Gli Istituti si distinguono in due principali categorie: Istituti per Adulti e Istituti per Minorenni a seconda se ospitano soggetti di età superiore o inferiore ad anni 18.

Gli Istituti per adulti si distinguono a seconda della categoria giuridica dei soggetti che accolgono, in quattro categorie (art. 59 o.p.):

—  Istituti di custodia cautelare;

—  Istituti per l’esecuzione delle pene;

—  Istituti per l’esecuzione delle misure di sicurezza;

—  Istituti a carattere particolare.

Tale distinzione risponde all’esigenza di mantenere una sostanziale differenza di trattamento tra coloro che sono stati riconosciuti colpevoli di reati da una sentenza irrevocabile di condanna (condannati) e coloro che sono in attesa di una decisione definitiva (imputati), in base al principio che ex art. 27, comma 2 Cost., non possono essere essere considerati colpevoli, se non dopo una condanna passata in giudicato.

Gli Istituti per i minorenni sono denominati Centri per la giustizia minorile [vedi], che hanno competenza regionale e dipendono dal Ministero di Giustizia.

Alla direzione di essi spettano oltre le attribuzioni previste per la direzione dei centri di rieducazione (coordinamento delle attività degli Istituti e degli organismi convenzionati o dipendenti, vigilanza sugli stessi etc.) anche funzioni di progammazione, di coordinamento dell’attività di servizi da essi dipendenti e di collegamento con gli enti locali.

Istituti per il sostentamento del clero (d. eccl.)

La L. 222/1985 ha previsto e disciplinato un sistema atto ad assicurare il congruo e dignitoso sostentamento di tutti gli appartenenti al clero cattolico che svolgono servizio in favore delle diocesi.

In ogni diocesi è eretto, con decreto del Vescovo diocesano, l’Istituto per il sostentamento del clero.

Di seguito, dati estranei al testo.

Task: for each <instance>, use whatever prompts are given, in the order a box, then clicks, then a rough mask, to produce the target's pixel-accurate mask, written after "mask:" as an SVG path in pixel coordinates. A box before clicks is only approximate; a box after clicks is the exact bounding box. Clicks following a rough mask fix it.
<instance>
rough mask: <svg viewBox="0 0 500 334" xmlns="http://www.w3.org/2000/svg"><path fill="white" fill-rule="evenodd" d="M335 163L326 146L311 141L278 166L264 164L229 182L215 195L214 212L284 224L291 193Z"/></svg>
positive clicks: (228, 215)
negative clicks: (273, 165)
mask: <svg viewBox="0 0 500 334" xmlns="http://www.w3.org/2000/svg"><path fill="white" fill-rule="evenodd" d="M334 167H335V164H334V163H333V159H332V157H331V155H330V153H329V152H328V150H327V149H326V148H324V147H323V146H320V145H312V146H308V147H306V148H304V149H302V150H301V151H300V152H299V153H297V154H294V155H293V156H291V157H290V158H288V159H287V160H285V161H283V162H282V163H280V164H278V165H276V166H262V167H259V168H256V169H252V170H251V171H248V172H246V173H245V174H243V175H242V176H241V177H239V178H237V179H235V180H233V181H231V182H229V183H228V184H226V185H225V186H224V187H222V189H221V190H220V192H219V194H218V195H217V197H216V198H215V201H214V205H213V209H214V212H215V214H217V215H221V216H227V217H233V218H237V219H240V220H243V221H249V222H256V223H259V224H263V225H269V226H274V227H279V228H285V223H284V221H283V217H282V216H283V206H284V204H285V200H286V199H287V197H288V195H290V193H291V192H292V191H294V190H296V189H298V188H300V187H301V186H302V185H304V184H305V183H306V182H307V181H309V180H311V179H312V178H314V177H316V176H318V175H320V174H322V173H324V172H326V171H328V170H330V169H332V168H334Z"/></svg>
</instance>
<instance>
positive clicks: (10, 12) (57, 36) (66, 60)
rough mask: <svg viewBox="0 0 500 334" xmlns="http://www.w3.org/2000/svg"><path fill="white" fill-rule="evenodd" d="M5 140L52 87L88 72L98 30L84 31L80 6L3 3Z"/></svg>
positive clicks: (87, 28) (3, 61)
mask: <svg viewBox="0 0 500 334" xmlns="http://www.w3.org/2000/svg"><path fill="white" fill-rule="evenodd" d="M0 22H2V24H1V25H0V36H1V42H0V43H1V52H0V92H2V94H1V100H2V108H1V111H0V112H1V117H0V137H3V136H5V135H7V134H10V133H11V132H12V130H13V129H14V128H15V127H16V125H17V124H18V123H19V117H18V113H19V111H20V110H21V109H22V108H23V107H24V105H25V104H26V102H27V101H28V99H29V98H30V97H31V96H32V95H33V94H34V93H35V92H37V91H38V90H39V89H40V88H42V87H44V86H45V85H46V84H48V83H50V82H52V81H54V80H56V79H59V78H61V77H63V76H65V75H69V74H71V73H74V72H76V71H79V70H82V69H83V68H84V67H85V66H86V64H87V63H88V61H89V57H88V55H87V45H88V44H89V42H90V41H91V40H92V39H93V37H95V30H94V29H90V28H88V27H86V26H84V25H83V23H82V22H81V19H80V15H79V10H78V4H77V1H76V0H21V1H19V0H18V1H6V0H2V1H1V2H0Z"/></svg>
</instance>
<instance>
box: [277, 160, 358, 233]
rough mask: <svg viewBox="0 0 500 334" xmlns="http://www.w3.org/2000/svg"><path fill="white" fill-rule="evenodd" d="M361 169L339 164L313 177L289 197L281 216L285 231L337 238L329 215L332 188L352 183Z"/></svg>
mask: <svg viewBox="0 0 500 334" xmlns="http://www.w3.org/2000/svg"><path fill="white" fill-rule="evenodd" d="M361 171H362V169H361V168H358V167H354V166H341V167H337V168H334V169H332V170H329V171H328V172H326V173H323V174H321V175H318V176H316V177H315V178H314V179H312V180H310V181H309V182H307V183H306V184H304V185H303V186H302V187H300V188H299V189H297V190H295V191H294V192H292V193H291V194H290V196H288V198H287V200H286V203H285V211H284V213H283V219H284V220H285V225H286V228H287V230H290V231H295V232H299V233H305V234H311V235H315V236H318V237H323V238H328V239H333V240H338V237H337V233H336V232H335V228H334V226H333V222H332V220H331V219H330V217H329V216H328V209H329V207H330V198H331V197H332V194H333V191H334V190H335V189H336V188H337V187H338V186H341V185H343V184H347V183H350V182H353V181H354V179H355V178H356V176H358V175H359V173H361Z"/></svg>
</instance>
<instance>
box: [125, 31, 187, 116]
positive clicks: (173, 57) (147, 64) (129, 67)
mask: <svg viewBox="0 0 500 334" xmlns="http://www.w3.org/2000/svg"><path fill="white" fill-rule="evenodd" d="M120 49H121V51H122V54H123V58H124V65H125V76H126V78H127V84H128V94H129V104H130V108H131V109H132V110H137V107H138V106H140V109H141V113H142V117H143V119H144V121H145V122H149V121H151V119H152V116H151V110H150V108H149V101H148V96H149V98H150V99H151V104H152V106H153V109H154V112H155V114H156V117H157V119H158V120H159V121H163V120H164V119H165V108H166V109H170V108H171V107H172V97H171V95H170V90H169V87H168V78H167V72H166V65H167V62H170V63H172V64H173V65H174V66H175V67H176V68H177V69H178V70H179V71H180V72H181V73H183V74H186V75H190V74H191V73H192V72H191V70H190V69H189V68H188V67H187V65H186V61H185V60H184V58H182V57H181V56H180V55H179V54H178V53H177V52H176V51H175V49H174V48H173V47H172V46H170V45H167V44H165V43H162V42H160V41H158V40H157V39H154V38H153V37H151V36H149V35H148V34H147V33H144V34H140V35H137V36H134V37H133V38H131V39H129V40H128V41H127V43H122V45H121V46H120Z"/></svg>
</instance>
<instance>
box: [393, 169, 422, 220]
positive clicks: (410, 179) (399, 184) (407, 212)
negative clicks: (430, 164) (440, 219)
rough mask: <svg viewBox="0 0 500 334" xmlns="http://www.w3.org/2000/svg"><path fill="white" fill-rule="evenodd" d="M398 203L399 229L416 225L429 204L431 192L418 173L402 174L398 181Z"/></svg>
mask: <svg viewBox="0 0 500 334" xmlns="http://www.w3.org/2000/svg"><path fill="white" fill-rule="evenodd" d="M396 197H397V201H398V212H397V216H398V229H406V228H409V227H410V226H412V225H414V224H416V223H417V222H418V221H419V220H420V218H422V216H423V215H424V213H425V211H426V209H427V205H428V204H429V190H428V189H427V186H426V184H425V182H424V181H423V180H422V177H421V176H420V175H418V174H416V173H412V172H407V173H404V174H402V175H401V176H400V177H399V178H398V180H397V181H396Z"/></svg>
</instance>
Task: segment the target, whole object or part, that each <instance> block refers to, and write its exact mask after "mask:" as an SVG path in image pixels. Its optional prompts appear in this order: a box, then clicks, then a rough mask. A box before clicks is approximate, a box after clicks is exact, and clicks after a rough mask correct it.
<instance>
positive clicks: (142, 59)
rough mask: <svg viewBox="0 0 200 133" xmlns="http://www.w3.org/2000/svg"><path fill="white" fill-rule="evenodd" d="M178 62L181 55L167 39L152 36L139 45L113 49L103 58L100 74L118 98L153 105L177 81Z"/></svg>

Mediante accordi tra i Vescovi interessati possono essere costituiti istituti a carattere interdiocesano.

La Conferenza Episcopale Italiana (C.E.I. [vedi]), a sua volta, ha provveduto ad erigere l’Istituto centrale per il sostentamento del clero, al fine di integrare le risorse degli istituti diocesani ed interdiocesani.

Gli Istituti integrano la somma dei proventi costituenti la remunerazione e gli stipendi dei sacerdoti, qualora non raggiunga la misura determinata dalla C.E.I., con i redditi del proprio patrimonio. Qualora tali redditi risultino insufficienti, gli istituti diocesani richiedono all’Istituto centrale la somma residua necessaria.

Istituti per la vigilanza sulle assicurazioni (d. ass.)

[vedi I.V.ASS.].

Istituti per le opere religiose (d. eccl.)

[vedi I.O.R.].

Istituti specializzati delle Nazioni Unite (d. int.)

Organizzazioni internazionali che perseguono, ciascuna nei limiti delle proprie competenze, i fini generali delle Nazioni Unite [vedi ONU] con cui sono collegate mediante appositi accordi.

Tali accordi di collegamento prevedono il ricorso a consultazioni in caso di necessità, il coordinamento dei rispettivi servizi tecnici, lo scambio di rappresentanti, documenti, osservatori e la sottoposizione degli Istituti al potere di coordinamento e controllo dell’ONU.

Gli Istituti svolgono funzioni di tipo normativo quali:

—  emanare raccomandazioni e risoluzioni dirette agli Stati aderenti;

—  predisporre progetti di convenzione tra Stati e promuovere la relativa conclusione;

—  emanare norme direttamente applicabili nell’ordinamento interno degli Stati a meno che questi, entro un certo periodo di tempo, non manifestino la volontà di ripudiarle.

Gli Istituti svolgono anche attività di carattere operativo e ausiliario, volte a promuovere la cooperazione per lo sviluppo fra gli Stati.

In particolare possono deliberare ed eseguire programmi di assistenza tecnica, di prestiti e di aiuti.